Quick script to rename files

11-15-2014

Registered User

169, 52

Join Date: Oct 2014

Last Activity: 16 October 2017, 6:37 PM EDT

Location: California USA

Posts: 169

Thanks Given: 18

Thanked 52 Times in 48 Posts

Quote:

Originally Posted by Aia

@jonesal2
...
...
The regex capabilities of Perl or even Awk are superior that anything the shell has to offer.

True.
They're limited in the shell, but they can work in some cases...like a 'one-off' situation maybe.

Code:

#!/bin/sh
for fname in *_*_*_*_*_*_*
do
n1=$(expr "$fname" : '.*_\(.*_.*_.*_\).*_.*_.*')
n2=$(expr "$fname" : '.*_.*_.*_.*_.*_\(.*_.*\)')
echo $n1$n2
done

Last edited by ongoto; 11-15-2014 at 08:16 PM.. Reason: mispelled fname

ongoto

View Public Profile for ongoto

Find all posts by ongoto

11-15-2014

Registered User

12,315, 4,560

Join Date: Jul 2012

Last Activity: 22 November 2019, 4:29 PM EST

Location: San Jose, CA, USA

Posts: 12,315

Thanks Given: 952

Thanked 4,560 Times in 3,818 Posts

Quote:

Originally Posted by ongoto

True.
They're limited in the shell, but they can work in some cases...like a 'one-off' situation maybe.

Code:

#!/bin/sh
for fname in *_*_*_*_*_*_*
do
n1=$(expr "$fname" : '.*_\(.*_.*_.*_\).*_.*_.*')
n2=$(expr "$fname" : '.*_.*_.*_.*_.*_\(.*_.*\)')
echo $n1$n2
done

The only problem with this is that expr isn't a shell built-in.
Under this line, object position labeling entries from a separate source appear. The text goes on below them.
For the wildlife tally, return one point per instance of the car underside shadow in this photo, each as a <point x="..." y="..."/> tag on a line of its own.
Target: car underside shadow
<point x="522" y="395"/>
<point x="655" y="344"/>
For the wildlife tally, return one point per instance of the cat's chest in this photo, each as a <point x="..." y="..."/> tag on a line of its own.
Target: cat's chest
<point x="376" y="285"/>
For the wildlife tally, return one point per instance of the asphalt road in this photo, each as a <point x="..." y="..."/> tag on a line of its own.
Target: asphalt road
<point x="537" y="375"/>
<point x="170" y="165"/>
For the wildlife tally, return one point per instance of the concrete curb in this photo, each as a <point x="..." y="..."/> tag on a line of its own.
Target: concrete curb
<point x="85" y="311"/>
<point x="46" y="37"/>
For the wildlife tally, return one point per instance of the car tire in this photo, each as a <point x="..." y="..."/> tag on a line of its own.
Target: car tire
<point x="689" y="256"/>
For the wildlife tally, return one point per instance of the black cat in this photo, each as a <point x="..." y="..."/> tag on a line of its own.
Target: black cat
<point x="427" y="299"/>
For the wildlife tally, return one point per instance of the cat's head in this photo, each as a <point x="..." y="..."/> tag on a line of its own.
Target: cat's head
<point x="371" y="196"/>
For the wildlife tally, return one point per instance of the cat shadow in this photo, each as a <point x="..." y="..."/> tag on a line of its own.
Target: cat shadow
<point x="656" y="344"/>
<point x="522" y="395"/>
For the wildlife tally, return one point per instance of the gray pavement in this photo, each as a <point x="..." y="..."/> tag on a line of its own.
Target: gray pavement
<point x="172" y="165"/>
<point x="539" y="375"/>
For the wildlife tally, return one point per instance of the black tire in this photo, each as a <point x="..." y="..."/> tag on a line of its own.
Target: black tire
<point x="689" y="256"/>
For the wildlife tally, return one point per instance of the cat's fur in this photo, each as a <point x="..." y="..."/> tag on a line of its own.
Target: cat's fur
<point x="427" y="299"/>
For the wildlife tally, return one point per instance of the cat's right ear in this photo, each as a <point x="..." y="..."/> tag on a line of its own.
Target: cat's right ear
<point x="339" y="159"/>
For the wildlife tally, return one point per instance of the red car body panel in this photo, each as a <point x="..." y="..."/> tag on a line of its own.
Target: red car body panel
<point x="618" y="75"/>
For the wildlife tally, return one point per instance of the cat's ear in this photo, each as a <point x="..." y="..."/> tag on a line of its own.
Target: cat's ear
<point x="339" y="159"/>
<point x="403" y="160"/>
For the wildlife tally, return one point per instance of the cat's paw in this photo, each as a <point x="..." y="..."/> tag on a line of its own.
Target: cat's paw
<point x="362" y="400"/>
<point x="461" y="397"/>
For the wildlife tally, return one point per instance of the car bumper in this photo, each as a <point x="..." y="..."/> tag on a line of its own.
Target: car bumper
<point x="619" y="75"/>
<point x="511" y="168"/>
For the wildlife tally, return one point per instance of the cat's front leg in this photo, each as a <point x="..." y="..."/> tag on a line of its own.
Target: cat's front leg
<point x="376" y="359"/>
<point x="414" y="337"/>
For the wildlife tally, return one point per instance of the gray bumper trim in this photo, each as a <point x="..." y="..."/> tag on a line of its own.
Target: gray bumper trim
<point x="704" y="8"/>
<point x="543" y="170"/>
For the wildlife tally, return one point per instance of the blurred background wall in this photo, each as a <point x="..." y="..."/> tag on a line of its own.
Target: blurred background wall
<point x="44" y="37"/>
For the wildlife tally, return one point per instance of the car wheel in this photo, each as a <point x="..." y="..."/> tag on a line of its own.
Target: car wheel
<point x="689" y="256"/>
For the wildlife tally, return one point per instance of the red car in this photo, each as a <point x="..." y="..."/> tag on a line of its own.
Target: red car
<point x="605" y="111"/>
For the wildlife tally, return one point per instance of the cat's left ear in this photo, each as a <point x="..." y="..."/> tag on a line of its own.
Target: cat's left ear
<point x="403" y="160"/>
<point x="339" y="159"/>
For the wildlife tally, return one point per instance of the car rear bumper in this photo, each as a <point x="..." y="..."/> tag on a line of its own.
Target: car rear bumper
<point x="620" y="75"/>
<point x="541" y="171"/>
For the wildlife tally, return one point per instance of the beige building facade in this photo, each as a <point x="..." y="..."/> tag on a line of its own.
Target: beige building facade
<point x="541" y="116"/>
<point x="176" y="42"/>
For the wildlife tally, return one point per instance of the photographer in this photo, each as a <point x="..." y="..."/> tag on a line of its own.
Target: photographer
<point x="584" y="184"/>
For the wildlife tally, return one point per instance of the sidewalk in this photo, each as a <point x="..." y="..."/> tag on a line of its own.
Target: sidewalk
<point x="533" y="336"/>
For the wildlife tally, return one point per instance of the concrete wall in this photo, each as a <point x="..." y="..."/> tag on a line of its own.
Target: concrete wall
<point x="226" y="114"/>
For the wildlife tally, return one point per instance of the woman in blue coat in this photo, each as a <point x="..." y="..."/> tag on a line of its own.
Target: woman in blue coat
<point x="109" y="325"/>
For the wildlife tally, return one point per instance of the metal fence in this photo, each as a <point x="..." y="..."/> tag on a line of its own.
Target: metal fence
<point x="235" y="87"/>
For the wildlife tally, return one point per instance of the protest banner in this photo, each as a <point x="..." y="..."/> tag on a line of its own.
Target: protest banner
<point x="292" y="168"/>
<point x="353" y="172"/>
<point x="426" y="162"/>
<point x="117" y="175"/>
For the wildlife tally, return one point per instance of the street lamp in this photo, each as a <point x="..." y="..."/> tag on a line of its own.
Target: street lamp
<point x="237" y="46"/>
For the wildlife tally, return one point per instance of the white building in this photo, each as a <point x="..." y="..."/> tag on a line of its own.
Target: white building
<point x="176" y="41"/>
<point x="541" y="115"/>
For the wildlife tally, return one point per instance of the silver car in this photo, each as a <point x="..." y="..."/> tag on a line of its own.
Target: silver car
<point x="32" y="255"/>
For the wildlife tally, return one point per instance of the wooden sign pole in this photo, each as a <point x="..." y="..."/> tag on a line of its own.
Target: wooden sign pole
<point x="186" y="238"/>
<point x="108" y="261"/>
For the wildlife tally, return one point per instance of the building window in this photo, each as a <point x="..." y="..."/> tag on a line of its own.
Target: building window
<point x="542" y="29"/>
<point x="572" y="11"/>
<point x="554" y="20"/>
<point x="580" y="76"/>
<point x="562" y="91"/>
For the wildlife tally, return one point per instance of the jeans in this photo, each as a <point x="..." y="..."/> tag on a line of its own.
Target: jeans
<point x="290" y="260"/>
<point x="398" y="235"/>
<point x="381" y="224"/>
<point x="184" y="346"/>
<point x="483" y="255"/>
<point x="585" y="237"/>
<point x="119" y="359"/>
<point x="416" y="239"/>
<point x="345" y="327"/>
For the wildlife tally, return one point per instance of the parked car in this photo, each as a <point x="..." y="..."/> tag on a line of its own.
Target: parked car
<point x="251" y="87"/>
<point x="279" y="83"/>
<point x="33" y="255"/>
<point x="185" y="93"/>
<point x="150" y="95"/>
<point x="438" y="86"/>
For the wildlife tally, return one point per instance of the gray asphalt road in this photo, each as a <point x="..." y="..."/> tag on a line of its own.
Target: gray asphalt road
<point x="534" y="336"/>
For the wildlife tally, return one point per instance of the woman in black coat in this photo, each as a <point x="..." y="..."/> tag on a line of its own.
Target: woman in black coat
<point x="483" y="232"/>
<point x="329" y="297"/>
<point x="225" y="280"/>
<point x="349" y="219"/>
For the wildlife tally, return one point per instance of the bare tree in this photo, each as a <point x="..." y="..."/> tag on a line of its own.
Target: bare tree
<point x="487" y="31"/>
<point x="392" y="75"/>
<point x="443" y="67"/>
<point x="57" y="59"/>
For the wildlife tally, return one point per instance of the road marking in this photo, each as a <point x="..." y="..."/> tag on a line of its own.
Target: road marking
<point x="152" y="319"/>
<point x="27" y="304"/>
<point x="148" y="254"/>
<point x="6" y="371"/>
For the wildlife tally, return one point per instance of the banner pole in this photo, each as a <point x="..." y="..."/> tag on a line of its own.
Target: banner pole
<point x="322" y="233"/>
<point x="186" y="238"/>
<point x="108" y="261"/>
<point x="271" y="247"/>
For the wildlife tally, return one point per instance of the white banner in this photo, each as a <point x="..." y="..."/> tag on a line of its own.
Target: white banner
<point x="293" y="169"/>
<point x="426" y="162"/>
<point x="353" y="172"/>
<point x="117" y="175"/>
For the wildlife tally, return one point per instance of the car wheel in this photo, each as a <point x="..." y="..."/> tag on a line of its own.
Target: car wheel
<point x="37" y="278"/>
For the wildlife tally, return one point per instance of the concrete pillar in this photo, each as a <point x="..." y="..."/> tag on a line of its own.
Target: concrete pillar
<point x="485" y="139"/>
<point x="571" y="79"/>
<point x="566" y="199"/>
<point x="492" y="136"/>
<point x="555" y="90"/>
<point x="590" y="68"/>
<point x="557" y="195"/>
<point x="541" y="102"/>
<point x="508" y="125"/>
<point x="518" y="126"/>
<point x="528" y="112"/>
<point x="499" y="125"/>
So, when processing 30,000 files, it creates an additional 60,000 processes.

If:

Code:

        rename $src, $dst unless $src eq $dst;

is a built-in in perl, this alone is a strong argument to use perl rather than awk or the shell script I suggested.

If there are other files in this directory with six or more underscores in their names, the OP needs to give us naming details so we can alter the EREs or filename matching patterns to correctly select the files to be processed.

Don Cragun

View Public Profile for Don Cragun

Find all posts by Don Cragun

11-15-2014

Registered User

169, 52

Join Date: Oct 2014

Last Activity: 16 October 2017, 6:37 PM EDT

Location: California USA

Posts: 169

Thanks Given: 18

Thanked 52 Times in 48 Posts

@ Don Cragun

I never thought of it like that, but you are right. That is a ton of overhead. The OP asked for a quick script and didn't elaborate much so I figured it was a small job.

I'll go along with Perl though. It's regex and string handling is the bomb. Some say Python is it's replacement, but I dunno.

ongoto

View Public Profile for ongoto

Find all posts by ongoto

11-16-2014

Moderator

12,296, 3,792

Join Date: Nov 2008

Last Activity: 1 January 2021, 1:47 AM EST

Location: Amsterdam

Posts: 12,296

Thanks Given: 679

Thanked 3,792 Times in 3,282 Posts

Quote:

Originally Posted by Don Cragun

[..]

Code:

#!/bin/ksh
for i in *_*_*_*_*_*_*
do	printf '%s\n' "$i" | { IFS="_" read x s f y x o z
		echo mv "$i" "${s}_${f}_${y}_${o}_$z"
	}
done

Quote:

Originally Posted by Don Cragun

The only problem with this is that expr isn't a shell built-in. So, when processing 30,000 files, it creates an additional 60,000 processes.
[..]

The approach above will still require an additional process for every file, because of the pipe.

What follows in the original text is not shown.